1. In the case of statically allocated variables (as discussed in Section 3.2), an initial value that is specified in the context of the declaration can be placed into memory by the compiler. If the initial value is set by an assignment statement instead, it will generally incur execution cost at run time.
2. One of the most common programming errors is to use a variable in an expression before giving it a value. One of the easiest ways to prevent such errors (or at least ensure that erroneous behavior is repeatable) is to give every variable a value when it is first declared.
4.1.3.1 Constructors:
-
Many object-oriented languages allow the programmer to define types for which initialization of dynamically allocated variables occurs automatically, even when no initial value is specified in the declaration.
-
C++ also distinguishes carefully between initialization and assignment. Initialization is interpreted as a call to a constructor function for the variable’s type, with the initial value as an argument.
-
In the absence of coercion, assignment is interpreted as a call to the type’s assignment operator or, if none has been defined, as a simple bit-wise copy of the value on the assignment’s right-hand side.
4.1.3.2 Definite Assignment :
Java and C# require that a value be “definitely assigned” to a variable before that variable is used in any expression. Both languages provide a precise definition of “definitely assigned,” based on the control flow of the program. Roughly speaking, every possible control path to an expression must assign a value to every
variable in that expression. This is a conservative rule; it can sometimes prohibit programs that would never actually use an uninitialized variable.

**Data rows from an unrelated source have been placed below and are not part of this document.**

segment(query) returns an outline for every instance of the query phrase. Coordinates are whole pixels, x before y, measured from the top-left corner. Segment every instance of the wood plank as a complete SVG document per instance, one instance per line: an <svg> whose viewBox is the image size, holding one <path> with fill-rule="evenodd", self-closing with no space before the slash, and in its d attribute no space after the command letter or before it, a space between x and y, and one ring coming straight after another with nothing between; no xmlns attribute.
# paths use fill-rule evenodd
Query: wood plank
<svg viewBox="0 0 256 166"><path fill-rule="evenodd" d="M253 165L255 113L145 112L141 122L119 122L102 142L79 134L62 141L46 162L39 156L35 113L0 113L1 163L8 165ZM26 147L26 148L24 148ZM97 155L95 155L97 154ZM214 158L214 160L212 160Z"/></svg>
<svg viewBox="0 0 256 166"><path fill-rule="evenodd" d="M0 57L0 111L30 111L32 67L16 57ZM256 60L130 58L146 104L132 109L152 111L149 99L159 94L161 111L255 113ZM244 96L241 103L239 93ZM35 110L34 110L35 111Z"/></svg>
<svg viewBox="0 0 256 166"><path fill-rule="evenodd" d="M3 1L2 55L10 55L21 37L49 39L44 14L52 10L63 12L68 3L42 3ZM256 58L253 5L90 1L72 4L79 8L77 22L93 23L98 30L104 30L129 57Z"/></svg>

In Java:
int i;
final static int j = 3;
...
if (j > 0) {
i = 2;
}
...
if (j > 0) {
System.out.println(i);
// error: "i might not have been initialized"
}
4.1.3.3 Dynamic Checks:
-
Instead of giving every uninitialized variable a default value, a language or implementation can choose to define the use of an uninitialized variable as a dynamic semantic error, and can catch these errors at run time.
-
The advantage of the semantic checks is that they will often identify a program bug that is masked or
made more subtle by the presence of a default value.
-
For most types on most machines, unfortunately, the costs of catching all uses of an uninitialized variable at run time are considerably higher
4.1.4 Ordering Within Expressions:
There are two main reasons why the order can be important:
-
Side effects: If f(b) may modify d, then the value of a - f(b) - c * d will depend on whether the first subtraction or the multiplication is performed first. Similarly, if g(b) may modify a and/or c, then the values passed to f(a, g(b), c) will depend on the order in which the arguments are evaluated.
_
2. Code improvement: The order of evaluation of subexpressions has an impact on both register allocation and instruction scheduling. In the expression a * b + f(c), it is probably desirable to call f before evaluating a * b, because the product, if calculated first, would need to be saved during the call to f, and f might want to use all the registers in which it might easily be saved. In a similar vein, consider the sequence
a := B[i];
c := a * 2 + d * 3;
4.1.4.1 Applying Mathematical Identities:
Some language implementations (e.g., for dialects of Fortran) allow the compiler to rearrange expressions involving operators whose mathematical abstractions are commutative, associative, and/or distributive, in order to generate faster code.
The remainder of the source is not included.